- TL;DR: A new perspective in understanding of Adam-Type algorithms
- Abstract: First-order adaptive optimization algorithms such as Adam play an important role in modern deep learning due to their super fast convergence speed in solving large scale optimization problems. However, Adam's non-convergence behavior and regrettable generalization ability make it fall into a love-hate relationship to deep learning community. Previous studies on Adam and its variants (refer as Adam-Type algorithms) mainly rely on theoretical regret bound analysis, which overlook the natural characteristic reside in such algorithms and limit our thinking. In this paper, we aim at seeking a different interpretation of Adam-Type algorithms so that we can intuitively comprehend and improve them. The way we chose is based on a traditional online convex optimization algorithm scheme known as mirror descent method.

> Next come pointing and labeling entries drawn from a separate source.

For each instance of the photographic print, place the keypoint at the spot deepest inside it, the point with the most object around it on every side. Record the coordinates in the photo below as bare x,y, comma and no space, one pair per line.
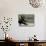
26,19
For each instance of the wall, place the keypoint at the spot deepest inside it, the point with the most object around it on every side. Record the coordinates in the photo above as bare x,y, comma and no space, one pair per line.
11,8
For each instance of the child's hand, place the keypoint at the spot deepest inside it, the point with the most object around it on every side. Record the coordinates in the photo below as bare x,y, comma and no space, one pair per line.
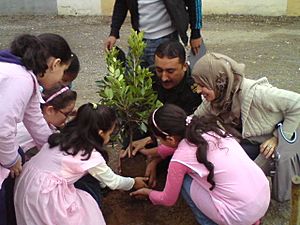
136,147
268,147
150,152
140,182
144,192
151,171
16,169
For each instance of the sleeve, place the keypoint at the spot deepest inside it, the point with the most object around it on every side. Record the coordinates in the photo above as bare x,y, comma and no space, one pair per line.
165,151
119,14
35,123
203,109
194,8
15,94
283,101
105,175
170,194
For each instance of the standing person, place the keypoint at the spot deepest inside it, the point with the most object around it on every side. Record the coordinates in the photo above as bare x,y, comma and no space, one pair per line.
31,61
45,192
161,20
252,107
218,180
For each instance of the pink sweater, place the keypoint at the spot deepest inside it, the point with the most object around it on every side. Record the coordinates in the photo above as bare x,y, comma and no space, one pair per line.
242,193
19,101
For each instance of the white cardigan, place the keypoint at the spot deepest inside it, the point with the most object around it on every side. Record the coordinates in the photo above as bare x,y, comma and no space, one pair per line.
262,107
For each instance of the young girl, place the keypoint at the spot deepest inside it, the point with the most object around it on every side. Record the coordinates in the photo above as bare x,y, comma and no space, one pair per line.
72,72
57,105
217,178
45,192
31,61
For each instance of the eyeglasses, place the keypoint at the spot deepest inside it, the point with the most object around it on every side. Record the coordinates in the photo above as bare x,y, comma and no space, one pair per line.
67,114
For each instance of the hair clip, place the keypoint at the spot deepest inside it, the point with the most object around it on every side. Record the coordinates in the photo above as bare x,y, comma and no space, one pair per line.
57,94
188,120
155,125
94,105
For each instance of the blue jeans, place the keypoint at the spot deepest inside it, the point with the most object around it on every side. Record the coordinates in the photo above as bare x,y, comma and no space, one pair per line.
186,194
151,46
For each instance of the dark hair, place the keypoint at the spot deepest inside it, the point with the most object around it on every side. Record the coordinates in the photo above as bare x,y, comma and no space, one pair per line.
171,121
57,46
82,133
32,51
74,67
171,50
60,101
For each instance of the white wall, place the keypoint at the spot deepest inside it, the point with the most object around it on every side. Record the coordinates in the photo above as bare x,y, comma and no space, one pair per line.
246,7
79,7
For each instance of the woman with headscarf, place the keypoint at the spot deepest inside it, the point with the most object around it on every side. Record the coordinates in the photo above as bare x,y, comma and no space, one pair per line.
252,107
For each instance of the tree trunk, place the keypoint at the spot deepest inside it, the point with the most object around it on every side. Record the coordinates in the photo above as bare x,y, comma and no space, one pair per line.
295,201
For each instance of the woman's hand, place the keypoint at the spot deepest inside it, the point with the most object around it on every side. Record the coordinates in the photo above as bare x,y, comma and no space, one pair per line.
140,182
136,147
16,169
151,171
268,147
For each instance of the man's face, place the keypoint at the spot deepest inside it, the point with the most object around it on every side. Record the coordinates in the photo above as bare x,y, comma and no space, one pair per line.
169,71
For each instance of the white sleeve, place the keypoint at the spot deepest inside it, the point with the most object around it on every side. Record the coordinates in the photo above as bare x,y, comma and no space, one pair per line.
104,174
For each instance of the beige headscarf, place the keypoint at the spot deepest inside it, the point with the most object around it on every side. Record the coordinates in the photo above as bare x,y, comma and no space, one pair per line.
223,75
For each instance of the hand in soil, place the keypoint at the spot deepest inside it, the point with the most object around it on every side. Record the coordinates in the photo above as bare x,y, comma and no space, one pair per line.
151,171
140,182
141,193
136,146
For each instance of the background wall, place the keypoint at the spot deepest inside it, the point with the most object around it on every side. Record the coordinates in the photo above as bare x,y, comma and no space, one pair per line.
28,7
246,7
79,7
104,7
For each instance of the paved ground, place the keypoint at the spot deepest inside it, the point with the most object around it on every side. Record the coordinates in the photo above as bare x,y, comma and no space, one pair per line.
268,46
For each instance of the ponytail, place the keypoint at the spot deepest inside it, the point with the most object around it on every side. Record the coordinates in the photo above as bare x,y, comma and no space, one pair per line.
32,52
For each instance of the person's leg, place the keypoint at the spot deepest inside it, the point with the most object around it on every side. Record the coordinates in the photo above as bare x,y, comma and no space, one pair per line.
252,149
3,208
185,193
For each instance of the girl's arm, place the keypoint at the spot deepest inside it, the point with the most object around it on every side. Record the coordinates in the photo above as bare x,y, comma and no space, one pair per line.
169,195
107,177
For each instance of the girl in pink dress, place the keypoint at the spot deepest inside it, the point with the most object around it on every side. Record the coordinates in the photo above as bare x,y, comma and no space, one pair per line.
219,181
31,61
45,192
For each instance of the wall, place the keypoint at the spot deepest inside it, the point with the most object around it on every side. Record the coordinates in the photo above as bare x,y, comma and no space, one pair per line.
245,7
293,8
104,7
28,7
79,7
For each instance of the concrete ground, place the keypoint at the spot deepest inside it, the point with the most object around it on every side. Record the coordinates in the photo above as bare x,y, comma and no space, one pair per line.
268,46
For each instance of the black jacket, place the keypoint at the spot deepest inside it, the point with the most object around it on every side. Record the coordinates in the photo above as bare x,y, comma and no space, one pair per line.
182,13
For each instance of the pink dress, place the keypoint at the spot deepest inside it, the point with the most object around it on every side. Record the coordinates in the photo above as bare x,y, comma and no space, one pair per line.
45,192
19,102
241,194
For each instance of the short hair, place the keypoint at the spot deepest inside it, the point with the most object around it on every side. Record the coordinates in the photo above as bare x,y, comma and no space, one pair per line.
171,49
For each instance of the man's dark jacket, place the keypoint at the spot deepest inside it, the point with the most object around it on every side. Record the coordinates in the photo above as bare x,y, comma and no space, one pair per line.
182,13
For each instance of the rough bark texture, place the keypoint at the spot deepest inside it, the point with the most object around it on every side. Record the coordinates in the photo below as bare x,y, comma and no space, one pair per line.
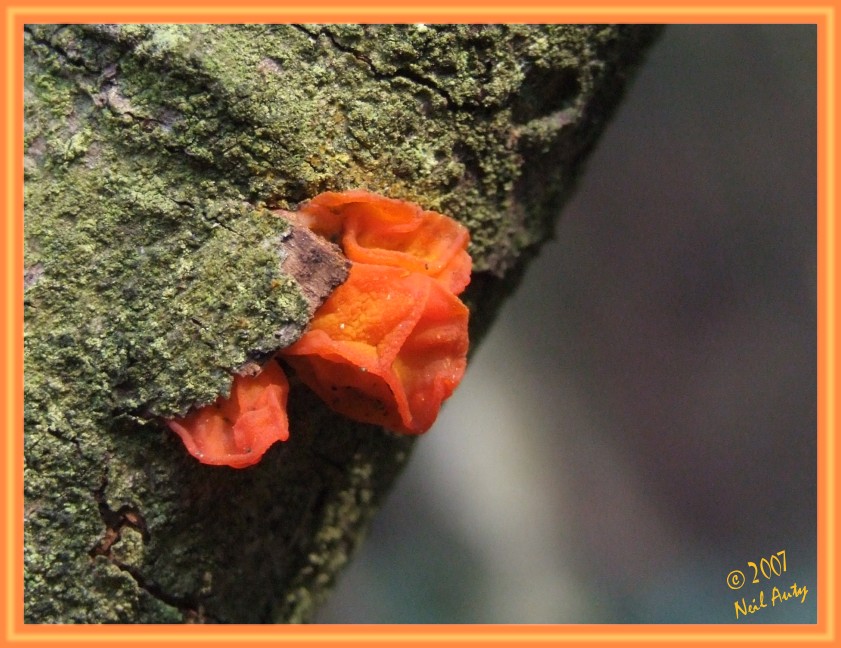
154,269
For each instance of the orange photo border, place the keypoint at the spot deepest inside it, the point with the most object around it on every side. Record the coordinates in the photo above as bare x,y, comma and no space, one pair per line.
822,14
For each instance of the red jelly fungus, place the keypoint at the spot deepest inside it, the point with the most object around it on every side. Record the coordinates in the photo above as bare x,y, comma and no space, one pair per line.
383,231
390,344
387,348
236,431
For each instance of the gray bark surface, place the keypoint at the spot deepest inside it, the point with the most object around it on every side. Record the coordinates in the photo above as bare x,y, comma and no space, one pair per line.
154,268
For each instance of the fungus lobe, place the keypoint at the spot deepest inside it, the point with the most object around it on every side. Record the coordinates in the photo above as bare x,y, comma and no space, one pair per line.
390,344
387,348
236,431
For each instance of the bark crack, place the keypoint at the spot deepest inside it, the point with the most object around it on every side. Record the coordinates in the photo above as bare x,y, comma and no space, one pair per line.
129,516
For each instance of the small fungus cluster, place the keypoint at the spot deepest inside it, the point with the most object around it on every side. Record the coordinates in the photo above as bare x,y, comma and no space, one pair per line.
387,347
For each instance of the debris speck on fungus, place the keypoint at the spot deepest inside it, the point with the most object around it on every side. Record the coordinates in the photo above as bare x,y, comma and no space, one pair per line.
387,347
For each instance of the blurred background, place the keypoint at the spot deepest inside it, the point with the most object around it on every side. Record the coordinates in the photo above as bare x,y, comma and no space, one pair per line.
641,419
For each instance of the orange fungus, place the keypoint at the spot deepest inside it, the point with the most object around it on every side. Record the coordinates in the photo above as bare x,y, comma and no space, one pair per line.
236,431
390,344
387,347
383,231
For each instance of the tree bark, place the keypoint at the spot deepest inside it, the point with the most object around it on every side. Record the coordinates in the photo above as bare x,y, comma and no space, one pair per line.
154,268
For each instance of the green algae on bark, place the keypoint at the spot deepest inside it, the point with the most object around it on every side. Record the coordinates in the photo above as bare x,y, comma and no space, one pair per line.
153,156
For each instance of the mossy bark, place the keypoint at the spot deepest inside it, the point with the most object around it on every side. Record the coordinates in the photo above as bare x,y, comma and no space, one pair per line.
154,155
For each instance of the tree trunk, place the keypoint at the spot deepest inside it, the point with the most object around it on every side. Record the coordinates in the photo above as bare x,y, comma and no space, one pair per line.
155,269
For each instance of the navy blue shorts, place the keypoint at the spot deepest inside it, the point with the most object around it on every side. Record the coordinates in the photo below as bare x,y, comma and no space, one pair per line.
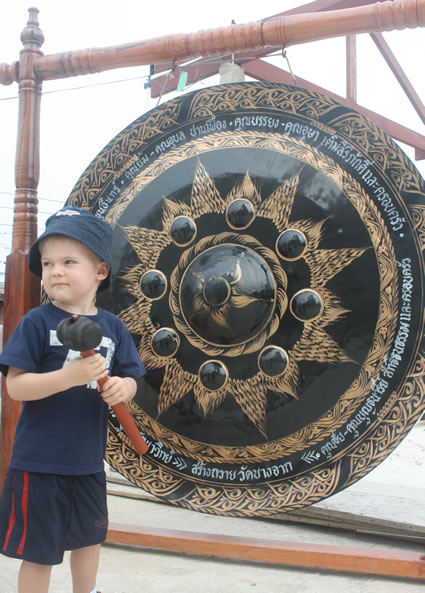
42,515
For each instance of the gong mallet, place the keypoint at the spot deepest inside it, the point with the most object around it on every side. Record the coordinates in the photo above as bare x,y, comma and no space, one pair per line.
82,334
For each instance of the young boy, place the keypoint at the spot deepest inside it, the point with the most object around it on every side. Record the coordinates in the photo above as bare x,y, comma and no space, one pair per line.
54,498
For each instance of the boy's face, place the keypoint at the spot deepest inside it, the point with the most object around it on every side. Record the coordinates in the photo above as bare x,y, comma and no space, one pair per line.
71,273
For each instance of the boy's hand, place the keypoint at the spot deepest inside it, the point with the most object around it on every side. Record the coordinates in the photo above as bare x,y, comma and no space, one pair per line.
83,370
117,389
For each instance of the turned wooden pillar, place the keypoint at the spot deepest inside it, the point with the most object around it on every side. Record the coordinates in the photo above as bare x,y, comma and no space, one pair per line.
22,289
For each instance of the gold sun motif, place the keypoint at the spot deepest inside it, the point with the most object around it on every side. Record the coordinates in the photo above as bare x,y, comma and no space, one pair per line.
314,343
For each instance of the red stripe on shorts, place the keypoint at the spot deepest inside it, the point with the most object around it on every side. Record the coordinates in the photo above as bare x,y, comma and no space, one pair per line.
24,504
12,520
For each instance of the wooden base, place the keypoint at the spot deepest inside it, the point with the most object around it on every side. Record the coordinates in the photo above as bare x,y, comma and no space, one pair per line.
350,559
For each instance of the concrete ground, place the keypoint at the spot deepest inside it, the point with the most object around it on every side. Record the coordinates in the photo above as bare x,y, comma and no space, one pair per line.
126,569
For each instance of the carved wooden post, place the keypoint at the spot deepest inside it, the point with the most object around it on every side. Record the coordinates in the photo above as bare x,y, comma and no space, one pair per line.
22,289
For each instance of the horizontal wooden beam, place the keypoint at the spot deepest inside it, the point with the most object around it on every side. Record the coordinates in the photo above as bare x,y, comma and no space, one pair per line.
279,32
352,559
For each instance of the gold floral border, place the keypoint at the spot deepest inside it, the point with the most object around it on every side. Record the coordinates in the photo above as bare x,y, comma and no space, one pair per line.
402,410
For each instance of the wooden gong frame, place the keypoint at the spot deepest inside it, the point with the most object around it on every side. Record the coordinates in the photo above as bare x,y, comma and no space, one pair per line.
32,69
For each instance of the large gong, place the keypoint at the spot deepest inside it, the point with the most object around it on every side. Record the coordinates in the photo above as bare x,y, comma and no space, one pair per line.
267,258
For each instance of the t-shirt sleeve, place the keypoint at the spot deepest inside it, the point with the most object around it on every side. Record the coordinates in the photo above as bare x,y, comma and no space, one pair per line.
23,349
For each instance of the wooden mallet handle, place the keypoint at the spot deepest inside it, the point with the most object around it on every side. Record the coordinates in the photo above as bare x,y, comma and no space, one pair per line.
80,333
124,418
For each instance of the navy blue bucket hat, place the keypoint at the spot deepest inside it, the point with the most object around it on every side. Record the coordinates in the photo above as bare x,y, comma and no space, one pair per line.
76,223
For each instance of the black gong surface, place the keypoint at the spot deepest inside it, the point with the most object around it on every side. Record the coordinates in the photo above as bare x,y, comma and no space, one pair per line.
267,258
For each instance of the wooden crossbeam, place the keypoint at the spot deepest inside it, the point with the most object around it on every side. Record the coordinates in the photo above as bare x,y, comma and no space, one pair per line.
349,559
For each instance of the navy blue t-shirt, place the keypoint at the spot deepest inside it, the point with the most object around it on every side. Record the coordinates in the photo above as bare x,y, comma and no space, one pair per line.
66,432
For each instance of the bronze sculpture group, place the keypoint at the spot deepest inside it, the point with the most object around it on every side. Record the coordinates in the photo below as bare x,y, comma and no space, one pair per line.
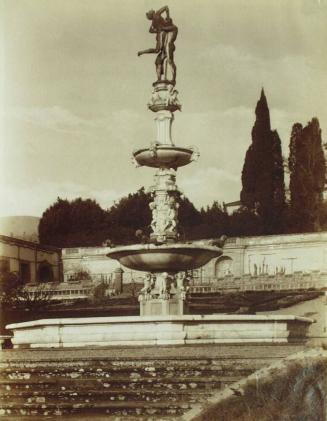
166,34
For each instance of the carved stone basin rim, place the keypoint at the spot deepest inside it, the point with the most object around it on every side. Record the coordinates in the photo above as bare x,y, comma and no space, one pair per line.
164,258
164,156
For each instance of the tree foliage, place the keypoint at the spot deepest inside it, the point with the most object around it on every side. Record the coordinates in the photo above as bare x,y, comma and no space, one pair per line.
73,223
307,176
263,189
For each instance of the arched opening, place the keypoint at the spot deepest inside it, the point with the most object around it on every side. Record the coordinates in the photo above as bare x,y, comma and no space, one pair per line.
45,272
223,267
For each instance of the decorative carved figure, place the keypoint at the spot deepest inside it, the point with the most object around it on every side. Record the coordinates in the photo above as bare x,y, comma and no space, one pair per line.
166,34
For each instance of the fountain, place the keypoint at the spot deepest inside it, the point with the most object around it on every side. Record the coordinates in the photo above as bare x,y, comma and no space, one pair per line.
165,260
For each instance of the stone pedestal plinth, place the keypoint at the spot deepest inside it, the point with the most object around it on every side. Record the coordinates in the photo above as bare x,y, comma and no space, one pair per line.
162,307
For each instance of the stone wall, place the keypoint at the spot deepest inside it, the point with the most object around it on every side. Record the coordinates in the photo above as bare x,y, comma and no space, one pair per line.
16,253
292,389
270,255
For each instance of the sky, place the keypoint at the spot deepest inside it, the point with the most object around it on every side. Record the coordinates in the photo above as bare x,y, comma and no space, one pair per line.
74,93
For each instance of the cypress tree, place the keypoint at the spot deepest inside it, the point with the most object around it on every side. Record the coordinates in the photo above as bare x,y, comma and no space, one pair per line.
307,176
263,188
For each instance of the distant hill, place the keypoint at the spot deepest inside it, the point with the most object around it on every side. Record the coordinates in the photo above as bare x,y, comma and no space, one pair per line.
23,227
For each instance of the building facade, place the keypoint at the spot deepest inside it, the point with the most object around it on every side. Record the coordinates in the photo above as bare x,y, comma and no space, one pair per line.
33,262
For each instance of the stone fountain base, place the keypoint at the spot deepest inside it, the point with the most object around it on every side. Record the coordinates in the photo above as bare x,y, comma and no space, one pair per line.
159,330
160,307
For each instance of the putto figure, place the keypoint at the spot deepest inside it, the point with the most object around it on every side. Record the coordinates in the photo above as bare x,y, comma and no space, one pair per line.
166,34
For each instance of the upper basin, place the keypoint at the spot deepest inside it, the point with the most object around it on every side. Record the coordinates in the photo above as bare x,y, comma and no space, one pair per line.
164,258
164,156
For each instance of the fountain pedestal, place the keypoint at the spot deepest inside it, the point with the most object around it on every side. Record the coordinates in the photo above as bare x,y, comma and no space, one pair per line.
164,258
162,307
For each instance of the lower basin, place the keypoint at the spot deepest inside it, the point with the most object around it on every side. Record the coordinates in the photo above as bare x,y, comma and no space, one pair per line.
164,156
164,258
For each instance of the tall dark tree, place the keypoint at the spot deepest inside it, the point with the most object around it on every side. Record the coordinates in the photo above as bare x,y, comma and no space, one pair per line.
307,176
263,188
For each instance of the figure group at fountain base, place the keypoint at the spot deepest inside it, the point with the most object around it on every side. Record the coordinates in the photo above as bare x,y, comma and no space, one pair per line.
164,293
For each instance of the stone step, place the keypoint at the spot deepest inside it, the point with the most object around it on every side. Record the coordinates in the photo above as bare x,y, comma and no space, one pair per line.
94,409
209,372
150,353
80,384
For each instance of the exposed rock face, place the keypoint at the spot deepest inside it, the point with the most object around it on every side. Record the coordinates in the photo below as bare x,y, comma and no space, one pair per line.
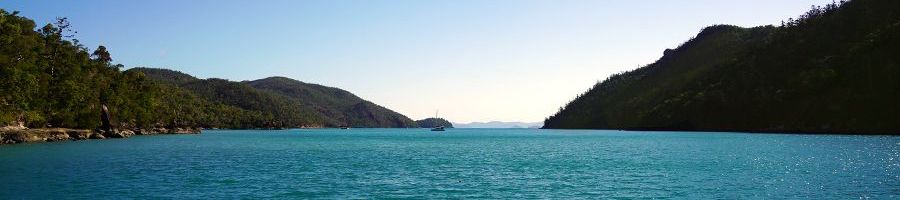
15,136
160,130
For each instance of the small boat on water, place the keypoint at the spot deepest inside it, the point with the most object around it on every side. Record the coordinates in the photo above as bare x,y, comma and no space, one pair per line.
437,127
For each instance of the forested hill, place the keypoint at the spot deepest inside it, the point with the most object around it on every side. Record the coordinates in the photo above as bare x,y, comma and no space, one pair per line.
48,79
338,107
434,122
289,102
835,69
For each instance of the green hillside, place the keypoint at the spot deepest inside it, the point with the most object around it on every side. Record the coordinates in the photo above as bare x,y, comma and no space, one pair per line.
434,122
284,102
835,69
336,106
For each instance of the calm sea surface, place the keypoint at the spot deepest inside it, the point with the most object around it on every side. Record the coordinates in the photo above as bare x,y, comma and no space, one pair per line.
458,163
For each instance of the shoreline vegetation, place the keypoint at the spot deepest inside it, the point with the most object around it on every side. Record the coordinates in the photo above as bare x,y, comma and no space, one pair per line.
833,70
52,88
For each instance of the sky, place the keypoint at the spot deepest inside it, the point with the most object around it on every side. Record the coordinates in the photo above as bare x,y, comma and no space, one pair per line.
484,60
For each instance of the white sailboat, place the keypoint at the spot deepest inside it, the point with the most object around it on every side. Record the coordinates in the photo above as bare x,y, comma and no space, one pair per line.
436,126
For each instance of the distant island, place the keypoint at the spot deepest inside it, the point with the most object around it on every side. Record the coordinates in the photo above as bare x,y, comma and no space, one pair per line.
53,88
434,122
835,69
499,124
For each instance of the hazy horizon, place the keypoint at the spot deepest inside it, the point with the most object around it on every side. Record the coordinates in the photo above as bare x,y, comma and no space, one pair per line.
475,61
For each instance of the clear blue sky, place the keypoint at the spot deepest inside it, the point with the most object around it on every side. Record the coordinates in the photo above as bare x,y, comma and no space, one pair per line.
508,60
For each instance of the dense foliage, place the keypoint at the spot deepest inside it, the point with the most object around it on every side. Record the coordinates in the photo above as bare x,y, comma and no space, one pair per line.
835,69
335,106
284,102
48,79
434,122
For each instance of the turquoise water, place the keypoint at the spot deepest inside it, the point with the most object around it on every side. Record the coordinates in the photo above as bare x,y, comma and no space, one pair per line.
458,163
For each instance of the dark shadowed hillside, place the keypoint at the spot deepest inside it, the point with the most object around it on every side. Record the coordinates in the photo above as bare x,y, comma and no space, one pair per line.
284,102
836,69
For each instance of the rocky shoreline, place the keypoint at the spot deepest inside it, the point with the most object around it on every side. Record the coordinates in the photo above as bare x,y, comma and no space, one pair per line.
9,135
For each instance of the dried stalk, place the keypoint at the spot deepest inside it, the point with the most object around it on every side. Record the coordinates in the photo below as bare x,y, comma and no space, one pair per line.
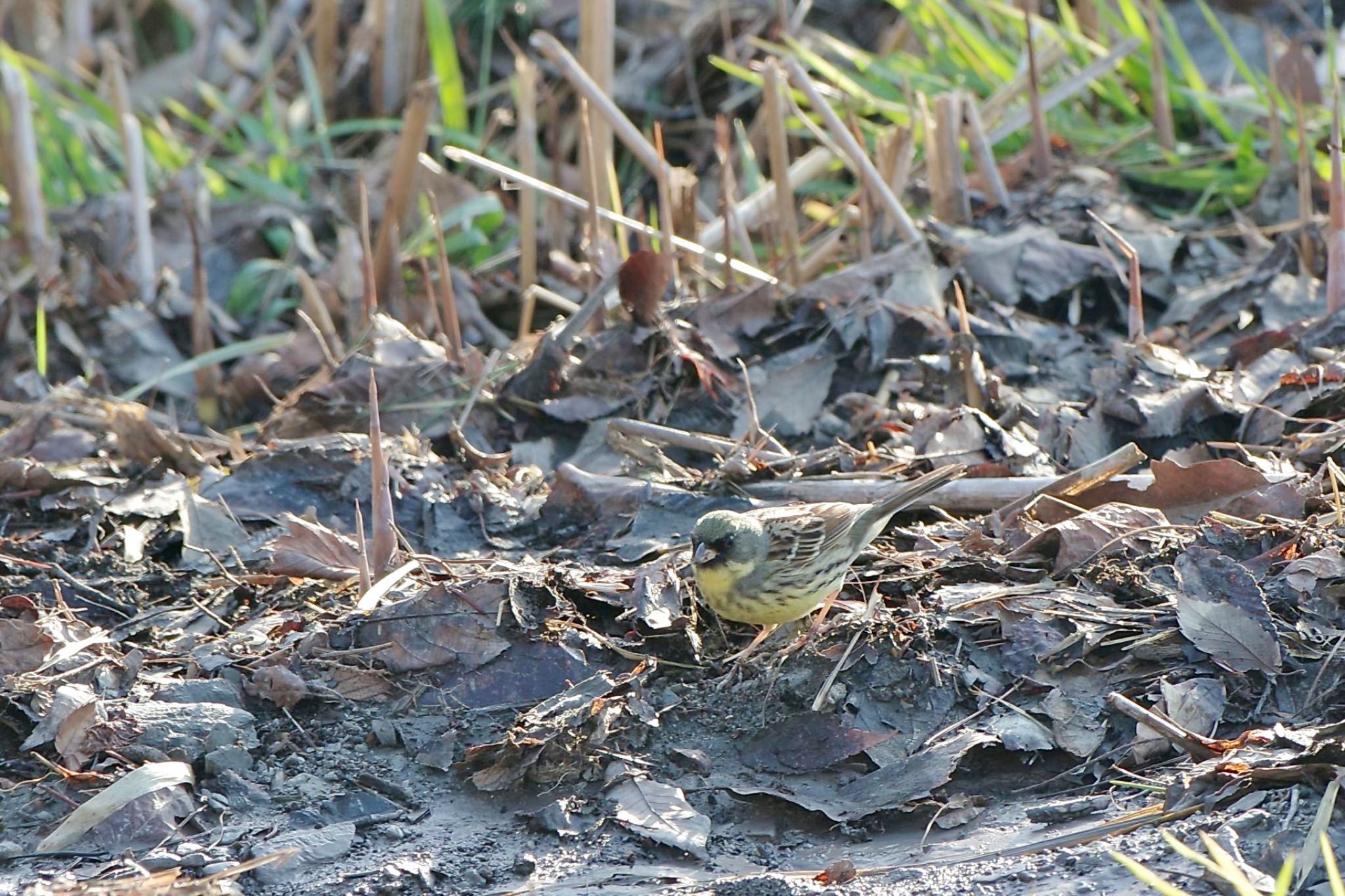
466,156
449,297
526,137
144,257
1158,78
326,51
26,191
858,158
1040,139
409,146
627,132
757,207
778,150
985,156
1137,296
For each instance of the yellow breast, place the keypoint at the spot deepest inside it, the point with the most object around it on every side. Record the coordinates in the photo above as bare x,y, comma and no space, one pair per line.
720,587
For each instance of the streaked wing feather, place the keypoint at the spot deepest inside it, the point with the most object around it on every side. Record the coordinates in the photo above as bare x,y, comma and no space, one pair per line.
799,535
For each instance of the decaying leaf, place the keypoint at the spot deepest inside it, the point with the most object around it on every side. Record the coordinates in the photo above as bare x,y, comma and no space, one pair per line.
1223,612
661,813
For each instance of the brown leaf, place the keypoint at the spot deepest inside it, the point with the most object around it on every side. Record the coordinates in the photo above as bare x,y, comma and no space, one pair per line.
640,282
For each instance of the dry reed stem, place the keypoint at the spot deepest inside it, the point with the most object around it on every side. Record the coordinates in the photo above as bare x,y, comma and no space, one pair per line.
144,257
1158,78
857,155
1137,295
943,159
466,156
778,151
1277,129
761,205
1040,139
26,192
326,51
449,297
985,156
526,137
598,55
625,129
369,296
595,237
409,146
1305,187
381,496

By bridging Adam and mirror descent, we receive a clear map of the functionality of each part in Adam. In addition, this new angle brings us a new insight on identifying the non-convergence issue of Adam. Moreover, we provide new variant of Adam-Type algorithm, namely AdamAL which can naturally mitigate the non-convergence issue of Adam and improve its performance. We further conduct experiments on various popular deep learning tasks and models, and the results are quite promising.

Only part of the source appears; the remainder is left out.